Das Problem ist, dass die erzeugte Matrix als array im DB liegt. Wie meine Matrix UDT (von TYPE Matrix) arbeitet habe ich im ersten Thread geäußert. Damit ich aber mit meinen Functionen weitere Berechnungen führen kann, muss ich aus den arrays die in den DB's liegen wieder diese Konvention erfüllen, da die funktionen als Input den typen Matrix erwarten. Ich meine im FB20 wird A als matrix erkannt. Aber aus einem anderen FB aus habe ich es noch nicht umgesetzt bekommen.
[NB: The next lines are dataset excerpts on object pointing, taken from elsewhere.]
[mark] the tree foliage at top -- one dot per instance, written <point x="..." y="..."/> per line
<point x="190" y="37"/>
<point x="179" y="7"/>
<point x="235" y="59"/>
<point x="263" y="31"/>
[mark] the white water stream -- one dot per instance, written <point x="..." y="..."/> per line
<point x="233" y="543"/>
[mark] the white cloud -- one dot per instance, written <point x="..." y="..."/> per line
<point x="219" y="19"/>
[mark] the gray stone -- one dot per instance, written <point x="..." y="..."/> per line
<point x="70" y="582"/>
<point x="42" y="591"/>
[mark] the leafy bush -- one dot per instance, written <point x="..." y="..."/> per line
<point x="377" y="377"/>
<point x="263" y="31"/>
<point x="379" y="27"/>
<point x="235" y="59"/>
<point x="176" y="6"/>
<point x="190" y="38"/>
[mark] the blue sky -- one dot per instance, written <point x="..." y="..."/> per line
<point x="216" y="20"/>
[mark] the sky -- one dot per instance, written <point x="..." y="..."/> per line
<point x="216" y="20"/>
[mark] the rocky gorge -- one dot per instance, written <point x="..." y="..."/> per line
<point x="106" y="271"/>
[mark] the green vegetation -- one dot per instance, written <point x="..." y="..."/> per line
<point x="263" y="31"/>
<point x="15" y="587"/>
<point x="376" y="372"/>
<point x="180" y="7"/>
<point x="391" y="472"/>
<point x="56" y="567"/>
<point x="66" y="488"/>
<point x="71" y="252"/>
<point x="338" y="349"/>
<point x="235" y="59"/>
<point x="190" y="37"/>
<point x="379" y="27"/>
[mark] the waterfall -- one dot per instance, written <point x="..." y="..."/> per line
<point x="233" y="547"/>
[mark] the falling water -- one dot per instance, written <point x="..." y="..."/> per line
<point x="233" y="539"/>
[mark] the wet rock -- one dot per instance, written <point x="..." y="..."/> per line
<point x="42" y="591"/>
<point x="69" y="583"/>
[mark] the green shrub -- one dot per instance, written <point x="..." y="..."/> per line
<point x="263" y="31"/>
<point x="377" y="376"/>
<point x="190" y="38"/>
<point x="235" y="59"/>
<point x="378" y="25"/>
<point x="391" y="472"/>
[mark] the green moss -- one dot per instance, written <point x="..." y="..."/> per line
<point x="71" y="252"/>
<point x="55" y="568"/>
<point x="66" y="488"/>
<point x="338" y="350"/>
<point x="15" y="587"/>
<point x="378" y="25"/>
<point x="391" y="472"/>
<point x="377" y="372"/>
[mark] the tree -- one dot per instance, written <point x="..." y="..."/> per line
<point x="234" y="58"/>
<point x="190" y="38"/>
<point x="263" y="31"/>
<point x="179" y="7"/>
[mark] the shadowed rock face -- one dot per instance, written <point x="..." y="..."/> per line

Haben Sie eine Idee. Ein Beispiel zum ablegen des Arrays ("der Matrix") in einen DB sowie das Rückkonvertieren wäre sehr hifreich.


----------



## Larry Laffer (19 Juni 2008)

... ich bin fast sicher, da behilflich sein zu können - sonst hätte ich auch nicht geantwortet ...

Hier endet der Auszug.